This morning I woke up and decided today would be the day I made myself pancakes for the first time since Tom died. I cried, laughed, and thought of my Tom – the pancake master. He would offer to make pancakes for me at least once a weekend, and would add them to the brunch menu when we had company coming over. (He had his famous eggs too. Tom had this really good egg poaching pan – his specialty was doing perfect jammy eggs with a bit of smoked paprika, pepper, and a small slice of cheese.)
Tom wasn’t always so great in the kitchen and definitely wasn’t always a pancake chef. In our early dating days, Tom pulled an old box of pancake mix out of his pantry and was like hey could you make these for breakfast? I was all like, excuse me you don’t know how to make pancakes?! So together we made those box pancakes. It did not go well. They were crepe thin. The frying pan at Tom’s was meant more for steak than pancakes, so they were sticking on there real good. It was extra funny as I do tend to be pretty good in the kitchen myself. I was like ok, next time we go from scratch. None of these mixes. Tom got a lesson in making from scratch pancakes the next weekend (though he was aghast at my approximate measurements – he never would adopt that!) and the art of using a proper pan. Through the years he honed his own perfect recipe that he would follow to a tee. Always with some Greek yogurt and Aunt Jemima’s syrup to top them.

Tom taught himself Jack Johnson’s Banana Pancakes on the guitar while he was on the road once so that he could come back and surprise me. My jaw dropped ahh as he started to casually strum those opening bars with his signature twinkle in his eye. (Tom was pretty against any “crazy pancakes” though. The odd time banana was ok, but definitely never oats. Stick to the basics. Just like his favourite ice cream was vanilla, sometimes vanilla bean was ok too but only sometimes!)


There’s so many times I look at our kitchen island thinking how Tom should be sitting there chatting with me as I cook. Or how I would sit there as he would make something up for me or do a big meal prep, always with Frank at his side. It’s no wonder it can still be a struggle to cook for myself. I’ve made it to a point where I can cook for other people again and usually enjoy that. I have done a bit of baking, but it often doesn’t turn out like it once did so effortlessly. I have quick meals like bagged salads with frozen fish, if I’ve shopped, or just peanut butter toast. I’ll make myself eggs quite often (never as perfect as Tom’s, he was much more focused). I did make a pot of soup this week so I could freeze some.

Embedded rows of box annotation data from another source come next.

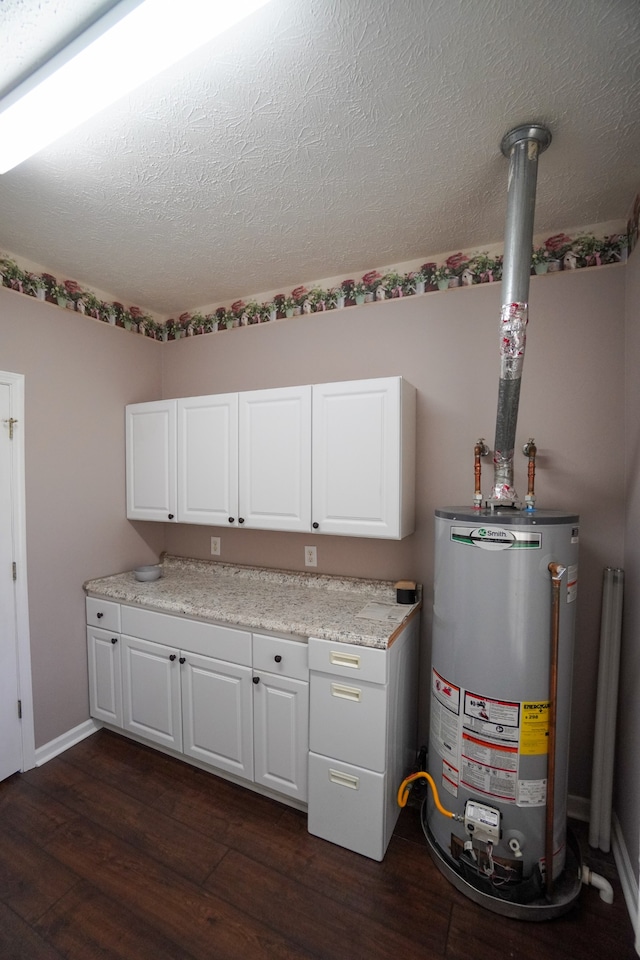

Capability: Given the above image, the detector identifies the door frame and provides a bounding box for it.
[0,370,36,771]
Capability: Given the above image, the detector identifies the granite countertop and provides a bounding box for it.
[84,556,420,649]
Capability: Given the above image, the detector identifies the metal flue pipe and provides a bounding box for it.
[489,123,551,507]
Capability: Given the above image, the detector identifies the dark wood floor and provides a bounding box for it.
[0,731,637,960]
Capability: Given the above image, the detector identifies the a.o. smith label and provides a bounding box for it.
[451,525,542,550]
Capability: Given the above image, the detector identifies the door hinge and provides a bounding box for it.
[2,417,18,440]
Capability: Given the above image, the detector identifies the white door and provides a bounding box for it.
[178,393,238,527]
[0,371,35,780]
[121,636,182,751]
[181,653,253,780]
[0,384,22,780]
[253,672,309,801]
[126,400,177,521]
[238,386,311,532]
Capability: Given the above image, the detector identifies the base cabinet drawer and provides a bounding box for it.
[122,636,182,750]
[180,652,253,780]
[253,671,309,802]
[85,597,121,633]
[307,753,395,860]
[309,673,388,773]
[87,627,122,727]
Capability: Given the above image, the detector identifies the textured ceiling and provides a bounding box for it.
[0,0,640,315]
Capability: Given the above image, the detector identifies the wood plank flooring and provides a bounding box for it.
[0,730,637,960]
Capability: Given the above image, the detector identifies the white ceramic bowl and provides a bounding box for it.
[133,563,162,580]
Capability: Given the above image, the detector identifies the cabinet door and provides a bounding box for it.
[312,377,415,539]
[178,393,238,527]
[181,653,253,780]
[239,386,311,531]
[87,627,122,727]
[126,400,177,521]
[253,673,309,801]
[121,636,182,750]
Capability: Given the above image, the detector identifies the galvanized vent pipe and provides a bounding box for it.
[489,123,551,507]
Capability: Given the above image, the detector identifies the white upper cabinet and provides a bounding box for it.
[127,377,416,540]
[312,377,416,540]
[238,386,311,532]
[177,393,238,526]
[126,400,177,521]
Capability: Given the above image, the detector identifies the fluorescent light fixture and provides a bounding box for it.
[0,0,268,173]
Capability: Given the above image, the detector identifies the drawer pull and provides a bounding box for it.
[329,650,360,670]
[329,770,360,790]
[331,683,362,703]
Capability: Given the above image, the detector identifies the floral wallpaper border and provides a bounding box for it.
[0,212,640,340]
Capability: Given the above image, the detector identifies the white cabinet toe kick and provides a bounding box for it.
[86,597,419,860]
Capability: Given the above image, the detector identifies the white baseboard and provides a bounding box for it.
[567,794,590,823]
[36,720,102,767]
[611,813,640,954]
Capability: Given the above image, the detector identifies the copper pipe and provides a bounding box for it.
[544,563,567,900]
[473,437,489,510]
[522,437,538,510]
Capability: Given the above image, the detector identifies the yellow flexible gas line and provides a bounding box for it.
[398,770,458,820]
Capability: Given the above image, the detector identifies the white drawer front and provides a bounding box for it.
[309,673,387,773]
[253,633,309,680]
[122,605,251,667]
[86,597,121,633]
[309,637,387,683]
[307,753,388,860]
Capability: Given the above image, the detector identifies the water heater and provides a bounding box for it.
[423,507,579,919]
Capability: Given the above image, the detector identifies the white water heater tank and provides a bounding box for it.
[427,507,578,902]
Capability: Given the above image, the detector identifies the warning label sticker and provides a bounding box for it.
[461,733,518,801]
[451,524,542,550]
[520,700,549,757]
[464,690,520,743]
[431,670,549,807]
[517,780,547,807]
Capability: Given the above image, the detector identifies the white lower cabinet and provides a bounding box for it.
[308,752,388,860]
[87,598,309,804]
[122,636,182,750]
[87,626,122,727]
[253,634,309,802]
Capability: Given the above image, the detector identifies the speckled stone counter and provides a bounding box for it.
[84,556,419,649]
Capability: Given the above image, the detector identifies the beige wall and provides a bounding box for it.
[0,258,625,808]
[163,265,625,797]
[614,249,640,880]
[0,289,163,747]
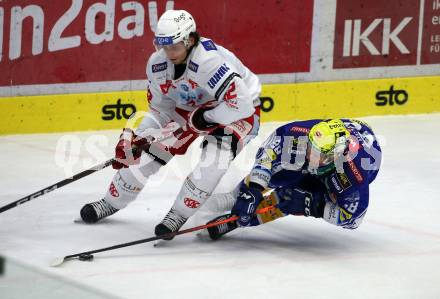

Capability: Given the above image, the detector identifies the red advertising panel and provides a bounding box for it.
[422,0,440,64]
[0,0,313,86]
[333,0,420,68]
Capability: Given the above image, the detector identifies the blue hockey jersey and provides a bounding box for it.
[250,119,382,229]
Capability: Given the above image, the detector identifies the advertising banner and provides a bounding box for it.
[422,0,440,64]
[0,0,313,87]
[334,0,420,68]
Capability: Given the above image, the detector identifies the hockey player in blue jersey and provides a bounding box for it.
[208,119,382,240]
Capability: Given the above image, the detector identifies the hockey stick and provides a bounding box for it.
[0,158,115,213]
[50,206,275,267]
[0,124,183,213]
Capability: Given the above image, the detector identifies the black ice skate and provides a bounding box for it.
[80,198,119,223]
[207,214,238,241]
[154,209,188,241]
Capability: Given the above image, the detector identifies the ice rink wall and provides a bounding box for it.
[0,0,440,134]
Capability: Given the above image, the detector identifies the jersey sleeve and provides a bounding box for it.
[197,40,255,125]
[323,160,369,229]
[249,126,291,188]
[136,53,176,134]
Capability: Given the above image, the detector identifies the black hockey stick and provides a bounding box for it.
[50,206,275,267]
[0,158,115,213]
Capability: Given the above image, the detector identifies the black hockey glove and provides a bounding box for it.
[231,183,263,226]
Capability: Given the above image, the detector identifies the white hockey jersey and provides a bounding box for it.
[139,38,261,129]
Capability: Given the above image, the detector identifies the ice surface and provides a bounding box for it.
[0,114,440,299]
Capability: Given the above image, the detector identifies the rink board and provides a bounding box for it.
[0,77,440,135]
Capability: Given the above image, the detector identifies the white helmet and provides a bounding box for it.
[155,10,196,47]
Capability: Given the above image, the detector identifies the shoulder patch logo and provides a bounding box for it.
[188,60,199,73]
[201,39,217,51]
[208,63,230,89]
[151,61,167,73]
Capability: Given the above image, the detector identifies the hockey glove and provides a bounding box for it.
[112,128,148,169]
[275,187,325,218]
[188,105,218,135]
[231,184,263,226]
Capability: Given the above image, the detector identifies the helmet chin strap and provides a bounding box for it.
[182,45,194,64]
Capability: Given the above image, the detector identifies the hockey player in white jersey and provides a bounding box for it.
[80,10,261,240]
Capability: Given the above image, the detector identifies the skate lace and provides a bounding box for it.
[162,209,188,232]
[91,199,118,219]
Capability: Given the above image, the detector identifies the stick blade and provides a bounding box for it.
[50,257,66,267]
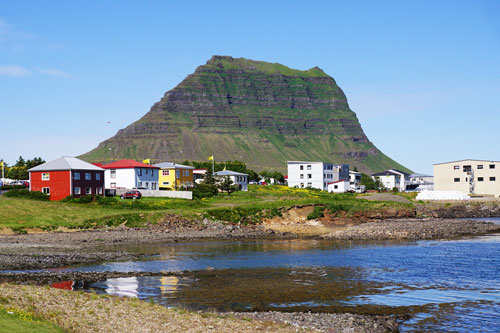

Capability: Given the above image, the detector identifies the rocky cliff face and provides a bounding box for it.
[81,56,407,172]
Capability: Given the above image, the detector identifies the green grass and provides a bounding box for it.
[0,308,65,333]
[0,185,412,232]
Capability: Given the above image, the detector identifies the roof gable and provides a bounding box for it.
[28,156,103,171]
[153,162,194,170]
[102,160,159,169]
[215,170,248,176]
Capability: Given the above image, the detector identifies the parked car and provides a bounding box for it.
[120,190,142,199]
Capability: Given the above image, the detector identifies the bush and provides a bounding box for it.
[193,183,219,199]
[61,195,97,204]
[4,189,50,201]
[97,197,119,206]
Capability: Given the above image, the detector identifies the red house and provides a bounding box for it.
[28,156,104,200]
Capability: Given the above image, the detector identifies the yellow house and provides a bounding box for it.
[154,162,194,190]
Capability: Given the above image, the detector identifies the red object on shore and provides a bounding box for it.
[50,280,75,290]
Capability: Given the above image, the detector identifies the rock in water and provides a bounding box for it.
[80,56,408,173]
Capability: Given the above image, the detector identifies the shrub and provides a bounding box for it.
[4,189,50,201]
[97,197,119,206]
[193,183,219,199]
[61,194,97,204]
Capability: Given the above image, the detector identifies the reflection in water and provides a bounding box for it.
[55,218,500,332]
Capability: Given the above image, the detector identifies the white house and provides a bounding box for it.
[193,169,207,184]
[328,180,351,193]
[349,170,361,187]
[214,170,248,191]
[410,173,434,191]
[287,161,349,191]
[372,169,410,192]
[101,160,160,190]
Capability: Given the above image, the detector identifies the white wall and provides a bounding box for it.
[104,168,136,189]
[288,162,326,190]
[134,168,159,190]
[328,181,351,193]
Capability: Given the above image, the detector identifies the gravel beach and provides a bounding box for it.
[323,219,500,240]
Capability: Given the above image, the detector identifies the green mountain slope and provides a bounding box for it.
[81,56,409,173]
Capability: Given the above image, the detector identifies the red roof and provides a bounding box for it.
[328,179,348,185]
[101,160,159,169]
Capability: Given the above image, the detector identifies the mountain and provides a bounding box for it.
[80,56,409,173]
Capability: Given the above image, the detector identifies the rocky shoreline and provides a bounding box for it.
[323,219,500,240]
[0,218,500,332]
[0,218,500,275]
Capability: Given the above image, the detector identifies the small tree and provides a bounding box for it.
[219,176,238,195]
[202,170,217,185]
[247,170,260,182]
[193,183,219,199]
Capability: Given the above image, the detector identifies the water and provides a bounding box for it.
[54,219,500,332]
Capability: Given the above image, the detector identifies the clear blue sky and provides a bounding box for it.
[0,0,500,173]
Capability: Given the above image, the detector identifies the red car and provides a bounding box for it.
[120,190,142,199]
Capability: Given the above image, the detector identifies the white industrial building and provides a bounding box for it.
[372,169,410,192]
[434,159,500,197]
[287,161,349,191]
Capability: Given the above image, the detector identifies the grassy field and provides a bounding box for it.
[0,185,410,232]
[0,307,65,333]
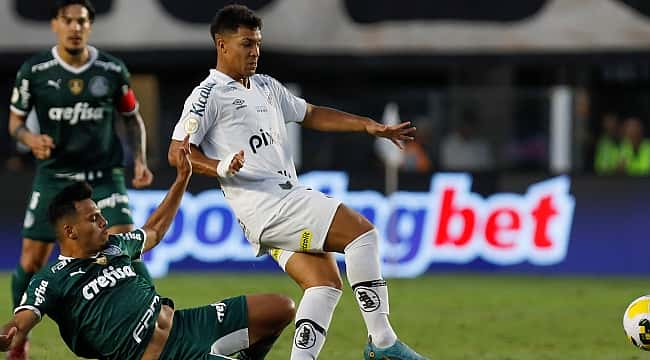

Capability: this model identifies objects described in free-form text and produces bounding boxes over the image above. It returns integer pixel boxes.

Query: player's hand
[131,160,153,189]
[0,326,18,352]
[228,150,244,174]
[366,121,415,150]
[175,135,192,178]
[26,134,55,160]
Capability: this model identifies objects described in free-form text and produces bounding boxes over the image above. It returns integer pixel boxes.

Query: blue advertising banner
[0,172,650,277]
[129,172,575,277]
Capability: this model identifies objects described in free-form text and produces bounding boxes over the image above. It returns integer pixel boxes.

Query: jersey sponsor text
[81,265,137,300]
[47,102,104,125]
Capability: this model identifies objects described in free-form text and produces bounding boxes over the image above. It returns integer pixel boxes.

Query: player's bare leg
[324,205,424,360]
[284,252,342,360]
[236,294,296,360]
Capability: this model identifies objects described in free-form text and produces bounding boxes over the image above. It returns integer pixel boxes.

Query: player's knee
[277,295,296,331]
[20,253,47,273]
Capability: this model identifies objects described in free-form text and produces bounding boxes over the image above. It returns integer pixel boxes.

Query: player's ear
[214,34,226,52]
[63,224,78,240]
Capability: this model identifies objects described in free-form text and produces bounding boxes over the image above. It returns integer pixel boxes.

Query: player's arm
[9,111,54,160]
[167,140,244,177]
[142,135,192,252]
[0,309,40,352]
[122,109,153,188]
[301,104,415,149]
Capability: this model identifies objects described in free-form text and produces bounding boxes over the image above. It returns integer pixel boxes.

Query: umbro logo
[47,79,61,90]
[278,180,293,190]
[210,303,226,323]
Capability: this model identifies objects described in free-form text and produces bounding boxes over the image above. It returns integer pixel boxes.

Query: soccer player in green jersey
[0,136,295,360]
[9,0,153,359]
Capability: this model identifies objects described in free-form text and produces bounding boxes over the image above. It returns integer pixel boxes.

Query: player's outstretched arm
[302,104,415,149]
[142,135,192,252]
[122,110,153,189]
[0,309,40,352]
[167,140,244,177]
[9,111,55,160]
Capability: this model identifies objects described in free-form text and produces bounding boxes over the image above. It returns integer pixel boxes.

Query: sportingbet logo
[129,172,575,278]
[47,102,104,125]
[81,265,136,300]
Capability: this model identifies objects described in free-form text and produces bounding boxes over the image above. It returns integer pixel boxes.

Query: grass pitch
[0,273,650,360]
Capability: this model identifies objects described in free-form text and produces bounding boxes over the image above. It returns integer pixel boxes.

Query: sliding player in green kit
[0,136,295,360]
[9,0,153,360]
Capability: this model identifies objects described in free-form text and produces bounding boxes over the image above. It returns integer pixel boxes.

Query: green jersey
[14,229,161,360]
[11,46,137,172]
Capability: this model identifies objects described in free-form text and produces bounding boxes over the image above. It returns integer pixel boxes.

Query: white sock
[344,229,397,348]
[291,286,343,360]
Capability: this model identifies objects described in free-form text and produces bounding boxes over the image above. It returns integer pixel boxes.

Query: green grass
[0,273,648,360]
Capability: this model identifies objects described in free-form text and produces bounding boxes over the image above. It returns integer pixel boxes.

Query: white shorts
[258,187,341,256]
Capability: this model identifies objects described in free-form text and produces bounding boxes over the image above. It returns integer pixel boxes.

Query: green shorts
[22,168,133,242]
[160,296,249,360]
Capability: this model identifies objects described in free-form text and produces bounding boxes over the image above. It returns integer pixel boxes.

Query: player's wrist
[217,153,237,179]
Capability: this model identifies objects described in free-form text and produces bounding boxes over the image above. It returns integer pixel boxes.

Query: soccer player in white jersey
[169,5,424,360]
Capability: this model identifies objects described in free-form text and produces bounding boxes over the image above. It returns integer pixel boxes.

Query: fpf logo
[244,128,275,154]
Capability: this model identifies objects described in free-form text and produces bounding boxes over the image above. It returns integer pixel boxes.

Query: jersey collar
[52,45,99,74]
[210,69,243,86]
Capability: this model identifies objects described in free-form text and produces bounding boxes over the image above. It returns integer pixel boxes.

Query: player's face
[220,26,262,77]
[52,5,92,55]
[74,199,108,251]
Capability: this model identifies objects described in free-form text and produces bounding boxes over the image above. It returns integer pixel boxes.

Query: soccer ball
[623,295,650,351]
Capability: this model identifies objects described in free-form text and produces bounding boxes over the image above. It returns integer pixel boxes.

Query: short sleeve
[14,271,58,318]
[114,59,139,115]
[269,77,307,123]
[10,63,33,116]
[107,229,147,259]
[172,84,218,145]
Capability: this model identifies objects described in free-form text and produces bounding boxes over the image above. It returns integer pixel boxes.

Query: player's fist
[0,326,18,352]
[174,135,192,178]
[217,150,244,178]
[131,160,153,189]
[26,134,55,160]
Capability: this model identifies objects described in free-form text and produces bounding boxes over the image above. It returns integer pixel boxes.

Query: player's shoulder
[20,49,59,75]
[94,49,127,73]
[34,257,75,281]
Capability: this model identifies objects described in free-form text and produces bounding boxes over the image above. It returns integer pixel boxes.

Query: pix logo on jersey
[183,117,199,135]
[232,99,248,110]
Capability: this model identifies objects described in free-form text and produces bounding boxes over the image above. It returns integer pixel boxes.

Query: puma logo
[47,79,61,90]
[70,268,86,277]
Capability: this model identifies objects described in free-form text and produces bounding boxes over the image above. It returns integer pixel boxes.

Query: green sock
[11,264,34,309]
[131,260,153,284]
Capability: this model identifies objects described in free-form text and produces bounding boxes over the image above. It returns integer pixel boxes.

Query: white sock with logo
[344,229,397,348]
[291,286,343,360]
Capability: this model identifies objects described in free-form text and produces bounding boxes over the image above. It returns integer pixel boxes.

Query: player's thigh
[22,175,61,243]
[283,250,343,290]
[20,238,54,273]
[323,204,373,252]
[91,169,133,229]
[246,294,296,345]
[160,296,249,360]
[260,188,341,253]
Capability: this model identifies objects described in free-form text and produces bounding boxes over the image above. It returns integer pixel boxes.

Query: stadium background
[0,0,650,359]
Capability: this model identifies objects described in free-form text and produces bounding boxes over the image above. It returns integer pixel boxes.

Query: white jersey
[172,69,307,250]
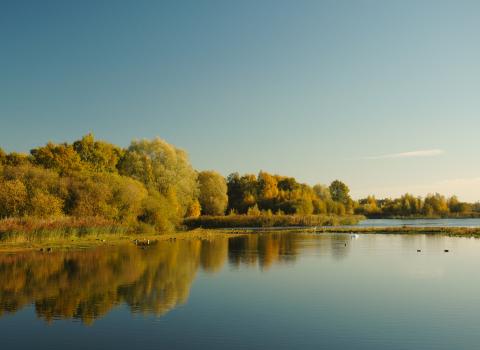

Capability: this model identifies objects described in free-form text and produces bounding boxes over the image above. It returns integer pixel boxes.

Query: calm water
[0,232,480,349]
[355,218,480,227]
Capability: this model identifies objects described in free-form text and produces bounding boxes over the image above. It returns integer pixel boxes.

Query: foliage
[198,171,228,215]
[355,193,480,218]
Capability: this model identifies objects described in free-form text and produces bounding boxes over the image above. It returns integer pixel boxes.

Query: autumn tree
[329,180,350,204]
[198,171,228,215]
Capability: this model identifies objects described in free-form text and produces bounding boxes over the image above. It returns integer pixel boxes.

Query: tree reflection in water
[0,233,348,324]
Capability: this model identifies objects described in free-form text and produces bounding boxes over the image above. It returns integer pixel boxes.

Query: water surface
[0,232,480,349]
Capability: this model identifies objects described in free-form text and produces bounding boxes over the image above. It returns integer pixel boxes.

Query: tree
[73,134,123,172]
[0,147,7,165]
[30,142,83,175]
[118,138,198,217]
[0,179,28,217]
[198,171,228,215]
[329,180,350,204]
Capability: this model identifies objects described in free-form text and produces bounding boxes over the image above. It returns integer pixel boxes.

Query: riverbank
[183,215,365,229]
[0,229,247,253]
[219,226,480,238]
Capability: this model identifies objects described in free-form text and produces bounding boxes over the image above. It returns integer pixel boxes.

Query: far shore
[0,226,480,253]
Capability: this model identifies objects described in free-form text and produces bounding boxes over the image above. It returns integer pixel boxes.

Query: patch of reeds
[184,215,365,229]
[0,217,128,242]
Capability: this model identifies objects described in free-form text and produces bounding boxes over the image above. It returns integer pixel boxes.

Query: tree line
[0,134,480,231]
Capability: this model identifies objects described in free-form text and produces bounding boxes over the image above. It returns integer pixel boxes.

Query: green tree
[329,180,350,204]
[0,179,28,217]
[73,134,123,172]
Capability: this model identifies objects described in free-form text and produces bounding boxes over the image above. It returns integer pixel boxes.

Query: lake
[0,232,480,349]
[352,218,480,227]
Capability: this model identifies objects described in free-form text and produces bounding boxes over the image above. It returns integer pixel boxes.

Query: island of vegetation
[0,134,480,246]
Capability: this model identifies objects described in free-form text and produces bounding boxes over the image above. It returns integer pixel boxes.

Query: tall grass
[184,215,364,229]
[0,217,128,242]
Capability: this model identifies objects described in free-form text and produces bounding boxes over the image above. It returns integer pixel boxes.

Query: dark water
[0,233,480,349]
[354,218,480,227]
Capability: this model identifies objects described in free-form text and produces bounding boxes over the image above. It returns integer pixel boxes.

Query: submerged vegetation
[184,214,363,228]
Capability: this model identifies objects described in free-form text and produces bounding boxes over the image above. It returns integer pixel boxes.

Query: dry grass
[184,215,365,228]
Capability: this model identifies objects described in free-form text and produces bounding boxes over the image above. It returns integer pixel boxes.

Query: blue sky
[0,0,480,201]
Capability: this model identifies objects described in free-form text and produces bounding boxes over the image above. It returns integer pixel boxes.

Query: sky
[0,0,480,201]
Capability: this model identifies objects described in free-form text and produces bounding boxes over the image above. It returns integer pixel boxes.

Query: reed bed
[0,217,128,243]
[184,215,365,229]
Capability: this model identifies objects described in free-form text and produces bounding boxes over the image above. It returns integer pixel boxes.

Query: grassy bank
[184,215,365,229]
[0,218,246,253]
[219,227,480,238]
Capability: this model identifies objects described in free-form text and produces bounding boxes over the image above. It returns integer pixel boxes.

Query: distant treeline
[0,134,480,232]
[355,193,480,218]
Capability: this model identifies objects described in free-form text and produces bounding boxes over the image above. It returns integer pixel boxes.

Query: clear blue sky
[0,0,480,200]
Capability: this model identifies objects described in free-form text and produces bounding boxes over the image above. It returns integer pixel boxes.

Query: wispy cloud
[364,149,445,159]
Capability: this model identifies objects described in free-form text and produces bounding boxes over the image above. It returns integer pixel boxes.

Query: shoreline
[0,226,480,254]
[0,229,246,254]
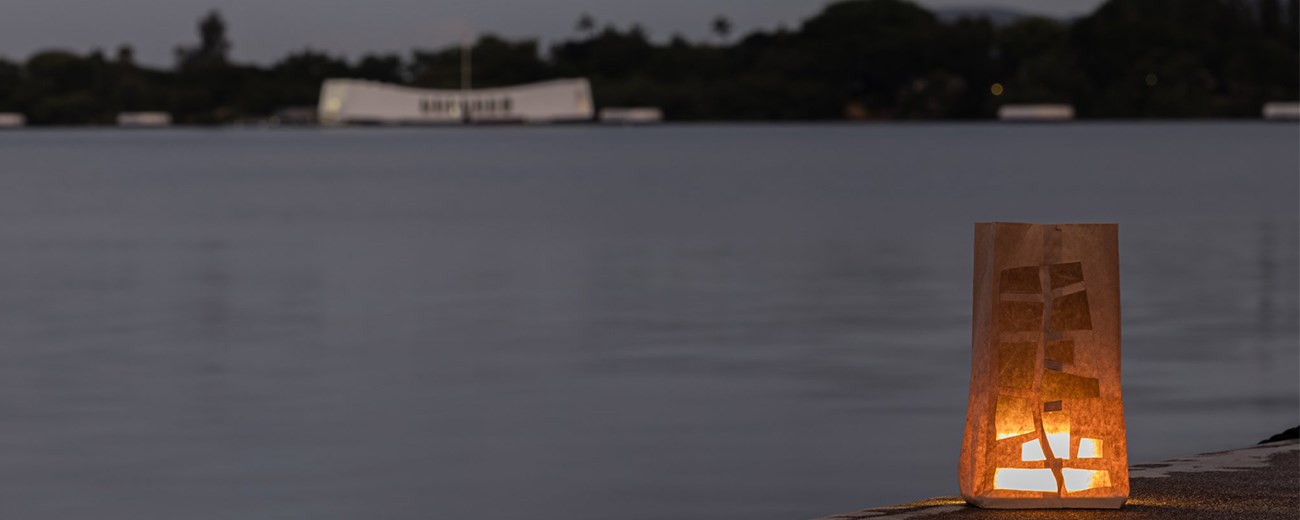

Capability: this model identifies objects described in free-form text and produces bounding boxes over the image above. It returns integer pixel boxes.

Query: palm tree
[576,13,595,35]
[712,14,731,42]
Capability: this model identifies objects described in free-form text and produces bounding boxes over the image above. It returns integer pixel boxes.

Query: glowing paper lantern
[959,222,1128,508]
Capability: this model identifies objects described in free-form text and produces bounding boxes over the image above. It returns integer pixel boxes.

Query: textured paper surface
[958,222,1128,508]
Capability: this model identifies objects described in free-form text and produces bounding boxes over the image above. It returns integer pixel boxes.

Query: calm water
[0,124,1300,520]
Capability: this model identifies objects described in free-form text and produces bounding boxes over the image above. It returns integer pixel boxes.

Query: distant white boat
[997,104,1074,121]
[317,78,595,125]
[117,112,172,126]
[1261,101,1300,121]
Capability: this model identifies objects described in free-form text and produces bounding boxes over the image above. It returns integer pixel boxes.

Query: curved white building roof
[317,79,594,125]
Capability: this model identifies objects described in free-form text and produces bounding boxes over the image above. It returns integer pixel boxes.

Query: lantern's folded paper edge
[962,495,1128,510]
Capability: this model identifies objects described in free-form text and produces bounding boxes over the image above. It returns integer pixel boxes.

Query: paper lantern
[958,222,1128,508]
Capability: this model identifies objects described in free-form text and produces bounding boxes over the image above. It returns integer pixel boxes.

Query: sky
[0,0,1101,65]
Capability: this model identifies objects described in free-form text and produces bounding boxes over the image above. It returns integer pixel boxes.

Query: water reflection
[0,125,1300,520]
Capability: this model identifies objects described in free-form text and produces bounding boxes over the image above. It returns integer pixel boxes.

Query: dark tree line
[0,0,1300,125]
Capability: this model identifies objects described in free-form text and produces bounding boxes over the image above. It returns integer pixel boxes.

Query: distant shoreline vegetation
[0,0,1300,125]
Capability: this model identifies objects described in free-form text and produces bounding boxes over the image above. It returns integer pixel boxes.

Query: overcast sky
[0,0,1101,65]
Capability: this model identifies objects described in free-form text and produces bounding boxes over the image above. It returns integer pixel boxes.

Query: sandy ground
[820,441,1300,520]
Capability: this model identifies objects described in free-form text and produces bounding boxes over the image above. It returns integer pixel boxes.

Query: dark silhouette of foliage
[0,0,1300,125]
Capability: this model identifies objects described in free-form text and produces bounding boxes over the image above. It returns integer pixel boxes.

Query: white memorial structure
[317,79,595,125]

It’s another question that I get asked often about how well I’m coping, “are you eating regularly?”. At first the answer was always not really, it was a struggle to eat. I can distinctly remember one day early into this where I was chewing on a salad at someone else’s house and was hit with how it was the last thing I wanted – my body did not want vegetables at all, and I usually like them, a Rice Krispie square was more what I was looking for.
My baseline for feeding myself and meal planning was pretty high. A big motivator in that was also planning for Tom. I would make extra of any dish so it could be frozen for him to take on the road. I would grocery shop thinking about how much he would eat or what sales I should stock up on. Grief turned me into such a mechanical eater, I still often have days where I eat because I know I have to. And I still have days where I realize oh I didn’t eat breakfast or oops I skipped lunch. Food is one of those things that has so much emotion wrapped up in it. We eat socially. We connect with people over food. It’s not just eating for nutrients (and I passionately don’t think it should be). Food can be a comfort but also a reminder. Another one of those day-to-day things that changes so much with the arrival of widowhood.